On the 16th of January 2015, my first day of leave. I had woken up earlier than I had wished, I had a load of laundry to do and my plan was to relax after with a good movie. I had neglected my phone for a few hours while doing laundry, so as I was passing through the lounge I took a quick glance at it, a few WhatsApp texts, more Facebook candy crush emails, a couple twitter notifications and right there at the bottom an email with the title ‘RE: GEMP I FINAL DECISION’ I had almost missed as I had to pick my phone up a second time before I really saw it, I was a little puzzled as I opened to read this;
I almost fell down, I turned to my sister that was sitting across the room in shock, I was confused, I couldn’t believe it. She quickly asked what was wrong. I had dreamed about saying this my whole life “I got accepted into medicine.” She jumped up and hugged me tighter than ever before as we celebrated. I was in such disbelief I tried calling the faculty again but to no avail. I also realized that they haven’t been able to reach me because I had temporarily changed my phone number. I quickly made my way to campus, I had to be sure, I needed someone to tell me what was going on.
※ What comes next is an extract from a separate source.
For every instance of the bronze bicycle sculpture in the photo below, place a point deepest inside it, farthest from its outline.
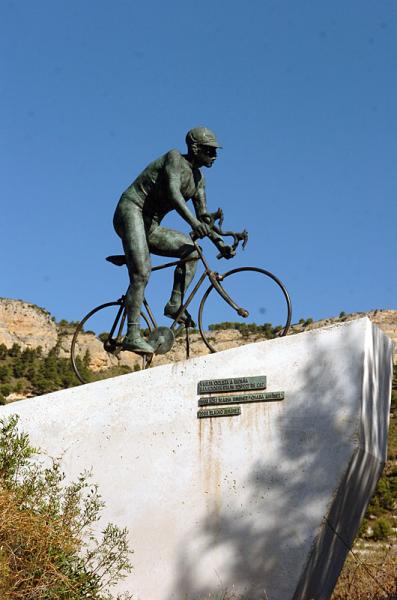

I had two emails from the same person telling me two different things. After making my way to campus I was told that I had in fact gotten in, this wasn’t a joke or a mistake, look at God though. I was the last one chosen, the last person to join the GEMP 1 class of 2015, I was two weeks late but I didn’t care, look at God though. Through all this the one person I wanted to tell was my mother, I got home and there she was and I finally said the words as tears of joy rolled down my face
“mama I got into medicine! God created a spot for me.”